Rep. Jamie Raskin of Maryland, the top Democrat on the panel, described the impeachment inquiry as “perhaps the most spectacular failure in the history of congressional investigations.”
Raskin mocked the Republican investigation, saying that Comer “and his ace MAGA detectives have finally jumped the shark.”
“The comedy of errors comes crashing to an end, as House Republicans in more than a dozen Biden districts beg for mercy and the committee throws a flabby Hail Mary pass,” Raskin said.
Raskin described two of the witnesses — Tony Bobulinski and Jason Galanis — as biased and “utterly compromised,” saying the panel was focusing on the “fruitless testimony” of two men who did not testify to any presidential wrongdoing nor provide evidence of high crimes and misdemeanors.
Galanis, who the Justice Department says was sentenced for his role in multiple fraud schemes, testified remotely from federal prison.
Bobulinski, in his opening statement, said Raskin and Rep. Dan Goldman, D-N.Y., would lie during the hearing “and then go straight to the media to tell more lies.”
Raskin spoke up moments later. “He called members of this committee liars and I just want to know whether the order and decorum requirements of House rule 11 apply to witnesses appearing before the committee,” Raskin said.
Comer banged the gavel. “Does it apply or does it not?” Raskin said. Comer replied that he’s not aware of language that pertains to a witness.
House Republicans have for months sought to link Hunter Biden’s business dealings with his father as part of a wide-ranging probe into alleged influence peddling by members of the president’s family and Biden himself.
Hunter Biden’s former business partner, Devon Archer, said in a congressional interview that the younger Biden was selling the illusion of access to his father.
But Archer, in that interview, said he was not aware of any wrongdoing by the elder Biden, and did not have knowledge of the younger Biden asking his father to take official actions on behalf of business partners.
Meanwhile, a key Republican argument in the impeachment investigation against President Biden recently has fallen apart.
Republicans accused President Biden of being involved in a bribery scheme involving the Ukrainian energy company, Burisma Holdings. But a confidential FBI source was charged last month with fabricating the bribery scheme, in a case brought by Special Counsel David Weiss, who was appointed as a U.S. attorney under the Trump administration.
Biden confidence
The White House in recent days has projected confidence with the state of the GOP impeachment investigation.
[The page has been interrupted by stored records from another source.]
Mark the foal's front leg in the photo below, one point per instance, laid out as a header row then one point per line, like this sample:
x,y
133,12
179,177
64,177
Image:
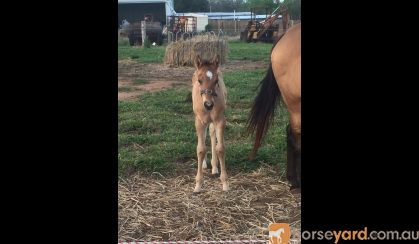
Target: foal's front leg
x,y
214,157
201,152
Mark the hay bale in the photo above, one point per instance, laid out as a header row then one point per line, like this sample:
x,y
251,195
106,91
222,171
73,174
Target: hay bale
x,y
183,52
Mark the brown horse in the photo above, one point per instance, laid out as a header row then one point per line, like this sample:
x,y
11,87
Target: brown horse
x,y
209,96
283,78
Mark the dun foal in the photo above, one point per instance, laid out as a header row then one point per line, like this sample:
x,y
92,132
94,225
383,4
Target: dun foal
x,y
209,96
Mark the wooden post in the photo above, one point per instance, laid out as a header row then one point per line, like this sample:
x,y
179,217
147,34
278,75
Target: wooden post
x,y
143,33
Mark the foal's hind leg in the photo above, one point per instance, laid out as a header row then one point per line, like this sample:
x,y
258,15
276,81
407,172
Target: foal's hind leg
x,y
201,152
214,156
220,150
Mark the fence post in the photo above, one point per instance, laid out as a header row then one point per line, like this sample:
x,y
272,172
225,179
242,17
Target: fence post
x,y
143,33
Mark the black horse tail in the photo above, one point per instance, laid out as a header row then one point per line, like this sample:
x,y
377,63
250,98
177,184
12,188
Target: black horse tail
x,y
263,109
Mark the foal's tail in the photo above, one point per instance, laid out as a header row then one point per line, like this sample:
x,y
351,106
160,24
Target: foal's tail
x,y
263,109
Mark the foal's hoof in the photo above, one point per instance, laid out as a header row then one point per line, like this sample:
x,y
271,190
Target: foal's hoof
x,y
217,175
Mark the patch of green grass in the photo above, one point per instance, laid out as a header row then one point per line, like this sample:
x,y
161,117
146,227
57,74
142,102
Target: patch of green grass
x,y
240,50
142,55
140,82
157,132
125,89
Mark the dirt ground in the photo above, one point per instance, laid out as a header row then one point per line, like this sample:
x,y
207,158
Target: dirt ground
x,y
160,76
156,208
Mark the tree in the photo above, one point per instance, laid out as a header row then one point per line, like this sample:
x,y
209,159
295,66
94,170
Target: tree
x,y
293,8
183,6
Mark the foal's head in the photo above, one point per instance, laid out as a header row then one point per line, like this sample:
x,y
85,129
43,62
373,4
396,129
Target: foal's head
x,y
208,80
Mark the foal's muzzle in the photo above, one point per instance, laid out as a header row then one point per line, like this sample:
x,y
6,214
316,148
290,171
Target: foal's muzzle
x,y
208,105
208,92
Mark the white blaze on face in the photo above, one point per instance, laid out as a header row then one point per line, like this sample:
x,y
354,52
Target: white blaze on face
x,y
209,74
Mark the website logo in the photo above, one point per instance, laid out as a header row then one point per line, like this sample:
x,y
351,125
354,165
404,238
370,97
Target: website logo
x,y
279,233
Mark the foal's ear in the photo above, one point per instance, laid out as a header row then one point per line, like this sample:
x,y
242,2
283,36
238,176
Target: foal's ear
x,y
197,61
216,60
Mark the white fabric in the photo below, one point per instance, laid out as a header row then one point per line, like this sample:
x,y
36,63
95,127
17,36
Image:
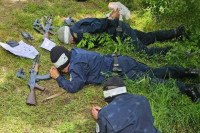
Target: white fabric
x,y
47,44
23,50
113,92
123,10
97,128
62,60
67,35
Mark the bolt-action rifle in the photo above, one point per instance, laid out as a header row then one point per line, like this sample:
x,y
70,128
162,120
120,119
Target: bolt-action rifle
x,y
31,100
47,27
44,29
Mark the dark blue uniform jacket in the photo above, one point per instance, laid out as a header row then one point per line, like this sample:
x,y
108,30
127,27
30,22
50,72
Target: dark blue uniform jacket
x,y
94,25
85,67
127,113
91,67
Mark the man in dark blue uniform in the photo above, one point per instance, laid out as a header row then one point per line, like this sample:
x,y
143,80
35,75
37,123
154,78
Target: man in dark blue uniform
x,y
87,67
141,40
125,113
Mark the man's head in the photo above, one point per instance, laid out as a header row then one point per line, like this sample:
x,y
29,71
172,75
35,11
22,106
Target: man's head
x,y
64,35
113,87
60,57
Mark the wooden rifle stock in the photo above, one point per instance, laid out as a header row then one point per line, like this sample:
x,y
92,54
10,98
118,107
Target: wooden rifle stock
x,y
31,100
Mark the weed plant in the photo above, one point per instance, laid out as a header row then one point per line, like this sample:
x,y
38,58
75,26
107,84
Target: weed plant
x,y
71,113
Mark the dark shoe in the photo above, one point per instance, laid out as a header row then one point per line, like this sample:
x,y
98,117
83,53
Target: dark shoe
x,y
192,72
180,32
193,92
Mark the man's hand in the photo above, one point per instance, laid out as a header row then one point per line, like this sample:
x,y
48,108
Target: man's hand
x,y
95,111
54,72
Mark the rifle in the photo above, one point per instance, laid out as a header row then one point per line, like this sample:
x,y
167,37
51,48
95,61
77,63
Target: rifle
x,y
48,27
31,100
45,30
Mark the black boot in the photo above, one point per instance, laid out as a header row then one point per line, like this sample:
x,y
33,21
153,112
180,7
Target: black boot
x,y
192,72
180,32
193,92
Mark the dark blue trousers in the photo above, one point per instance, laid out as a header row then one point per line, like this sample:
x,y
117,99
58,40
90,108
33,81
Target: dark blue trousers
x,y
136,70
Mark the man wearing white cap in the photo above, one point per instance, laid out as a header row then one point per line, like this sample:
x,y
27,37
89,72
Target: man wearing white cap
x,y
86,67
139,39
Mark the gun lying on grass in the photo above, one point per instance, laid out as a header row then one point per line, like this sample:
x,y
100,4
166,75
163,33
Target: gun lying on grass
x,y
31,100
45,29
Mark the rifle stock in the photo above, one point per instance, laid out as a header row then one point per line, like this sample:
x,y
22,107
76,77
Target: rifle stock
x,y
31,100
46,35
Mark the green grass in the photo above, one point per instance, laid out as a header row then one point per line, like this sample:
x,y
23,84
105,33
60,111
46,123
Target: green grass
x,y
71,113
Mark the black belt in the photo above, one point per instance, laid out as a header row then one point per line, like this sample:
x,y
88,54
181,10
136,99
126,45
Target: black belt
x,y
119,28
116,67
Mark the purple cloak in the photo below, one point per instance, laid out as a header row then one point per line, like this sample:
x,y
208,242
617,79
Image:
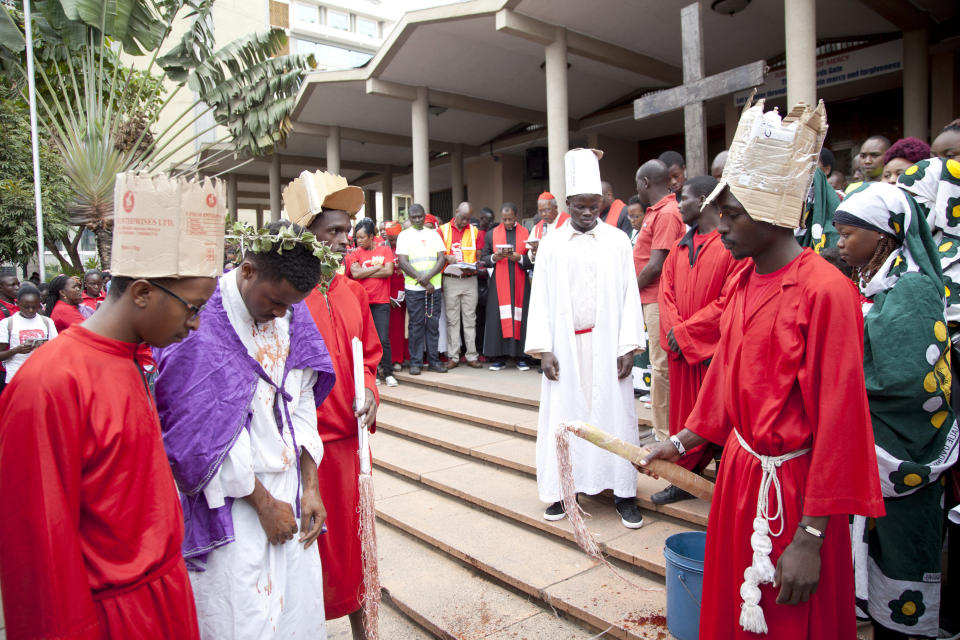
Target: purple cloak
x,y
203,393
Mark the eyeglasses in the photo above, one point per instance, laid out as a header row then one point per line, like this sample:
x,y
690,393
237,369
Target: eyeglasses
x,y
194,309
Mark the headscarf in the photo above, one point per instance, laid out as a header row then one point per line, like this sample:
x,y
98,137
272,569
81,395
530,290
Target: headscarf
x,y
885,207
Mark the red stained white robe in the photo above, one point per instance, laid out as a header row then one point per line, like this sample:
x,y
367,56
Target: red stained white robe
x,y
90,546
694,284
342,315
788,374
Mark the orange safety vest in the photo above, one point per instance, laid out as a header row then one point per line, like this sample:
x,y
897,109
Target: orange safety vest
x,y
613,215
466,249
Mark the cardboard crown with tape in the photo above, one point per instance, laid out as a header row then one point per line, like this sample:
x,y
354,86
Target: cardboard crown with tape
x,y
167,227
305,197
771,161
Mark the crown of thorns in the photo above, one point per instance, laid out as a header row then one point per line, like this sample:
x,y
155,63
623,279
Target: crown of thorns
x,y
262,241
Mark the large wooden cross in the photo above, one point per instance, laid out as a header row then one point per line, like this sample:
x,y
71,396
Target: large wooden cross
x,y
696,89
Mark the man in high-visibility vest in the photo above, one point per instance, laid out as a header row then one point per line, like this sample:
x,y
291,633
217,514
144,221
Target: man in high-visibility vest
x,y
460,285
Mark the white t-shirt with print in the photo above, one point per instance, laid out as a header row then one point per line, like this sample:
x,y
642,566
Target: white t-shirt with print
x,y
17,330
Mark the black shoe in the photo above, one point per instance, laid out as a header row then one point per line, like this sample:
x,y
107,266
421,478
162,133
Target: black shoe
x,y
670,495
555,512
629,512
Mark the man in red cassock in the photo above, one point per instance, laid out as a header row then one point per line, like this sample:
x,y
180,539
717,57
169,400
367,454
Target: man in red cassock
x,y
785,395
91,544
694,284
341,314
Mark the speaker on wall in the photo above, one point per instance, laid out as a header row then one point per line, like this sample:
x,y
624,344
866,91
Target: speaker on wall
x,y
536,163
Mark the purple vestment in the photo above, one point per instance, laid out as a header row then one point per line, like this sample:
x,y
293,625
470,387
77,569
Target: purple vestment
x,y
205,386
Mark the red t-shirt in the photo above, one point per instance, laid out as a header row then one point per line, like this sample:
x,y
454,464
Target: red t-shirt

In a letter last week to Speaker Mike Johnson, R-La., White House Counsel Ed Siskel said the investigation has continually turned up evidence that President Biden did nothing wrong. Republicans, he argued, cannot not identify any governing decisions or policies that were improperly influenced.
“It is obviously time to move on, Mr. Speaker. This impeachment is over. There is too much important work to be done for the American people to continue wasting time on this charade,” Siskel wrote.
Raj Shah, a spokesman for Johnson, responded in a social media post and indicated that Republicans were not interested in dropping the probe.
“The White House does not get to decide how impeachment gets resolved, that is for Congress to decide,” Shah wrote on X, formerly known as Twitter.
President Biden himself took a jab at the probe over the weekend at the annual Gridiron Club and Foundation Dinner.
“And the biggest joke of the night: an impeachment inquiry. Imagine believing something so baseless that has a zero chance of succeeding,” Biden said, according to a transcript of his remarks. “But Republicans would rather fail at impeachment than succeed at anything else.”